The membership conundrum is an entirely different challenge. One reason Kilcullen was attracted to Club Pilates in the first place was its small class sizes, where the business can be profitable with 300 to 400 members a year. “It’s a much different model than big gyms,” he says, “where you have to have hundreds and hundreds of people” to be profitable.

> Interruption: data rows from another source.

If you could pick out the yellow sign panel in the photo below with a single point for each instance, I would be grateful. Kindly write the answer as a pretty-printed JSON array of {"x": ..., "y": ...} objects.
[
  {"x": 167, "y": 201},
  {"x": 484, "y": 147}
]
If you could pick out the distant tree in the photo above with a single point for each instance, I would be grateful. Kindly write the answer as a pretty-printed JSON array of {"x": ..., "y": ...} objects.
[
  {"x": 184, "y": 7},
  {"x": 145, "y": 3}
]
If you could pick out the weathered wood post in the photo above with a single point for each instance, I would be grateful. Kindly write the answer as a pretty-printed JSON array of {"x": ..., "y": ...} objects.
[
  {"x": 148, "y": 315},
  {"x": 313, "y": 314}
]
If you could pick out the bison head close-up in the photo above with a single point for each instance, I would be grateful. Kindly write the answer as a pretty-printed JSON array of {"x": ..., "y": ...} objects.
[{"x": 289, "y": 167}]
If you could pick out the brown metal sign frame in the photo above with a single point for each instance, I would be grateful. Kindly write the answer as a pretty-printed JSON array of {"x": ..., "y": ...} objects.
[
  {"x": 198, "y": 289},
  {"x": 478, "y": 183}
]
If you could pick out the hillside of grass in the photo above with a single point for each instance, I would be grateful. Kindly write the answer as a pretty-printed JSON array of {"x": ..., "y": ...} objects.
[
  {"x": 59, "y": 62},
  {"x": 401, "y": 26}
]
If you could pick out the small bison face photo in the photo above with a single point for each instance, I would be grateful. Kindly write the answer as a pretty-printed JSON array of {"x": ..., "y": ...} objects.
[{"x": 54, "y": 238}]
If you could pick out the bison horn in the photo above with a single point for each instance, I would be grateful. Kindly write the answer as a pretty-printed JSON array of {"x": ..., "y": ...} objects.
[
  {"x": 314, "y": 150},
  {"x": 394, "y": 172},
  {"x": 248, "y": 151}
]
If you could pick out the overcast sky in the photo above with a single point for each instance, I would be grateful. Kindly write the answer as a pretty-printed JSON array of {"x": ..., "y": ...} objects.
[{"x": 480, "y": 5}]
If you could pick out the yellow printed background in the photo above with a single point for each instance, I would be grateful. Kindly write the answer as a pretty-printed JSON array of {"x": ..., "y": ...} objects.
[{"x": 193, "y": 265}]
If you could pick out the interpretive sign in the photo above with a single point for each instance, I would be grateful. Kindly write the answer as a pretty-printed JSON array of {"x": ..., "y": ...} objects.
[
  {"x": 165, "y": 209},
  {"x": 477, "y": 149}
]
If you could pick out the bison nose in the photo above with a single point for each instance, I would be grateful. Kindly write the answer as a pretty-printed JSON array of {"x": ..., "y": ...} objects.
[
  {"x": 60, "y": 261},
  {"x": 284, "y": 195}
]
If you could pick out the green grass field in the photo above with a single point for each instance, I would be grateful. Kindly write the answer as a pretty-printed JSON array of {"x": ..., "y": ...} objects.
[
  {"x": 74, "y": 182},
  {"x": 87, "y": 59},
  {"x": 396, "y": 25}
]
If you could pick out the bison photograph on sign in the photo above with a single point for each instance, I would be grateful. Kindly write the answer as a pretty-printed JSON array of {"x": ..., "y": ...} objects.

But getting people to sign up now is a tough sell, with the lingering uncertainty. Opening in the summer is hard even in a non-coronavirus world — camps, vacations, etc. — and the two new locations couldn’t do any street-level, member-to-member marketing. In conference calls with the corporate office, Kilcullen’s leaned on Club Pilates officials to extend a 20% monthly discount for new members through at least all of July, if not longer. “We really need it,” he says.
What Kilcullen also needs is some clarity in how to operate all five Club Pilates locations, and a way to handle the curves that keep coming his way. “I’m (constantly) thinking about how we will stay safe and how we will not go out of business,” he says. “If we have to close again it’s going to get really serious.”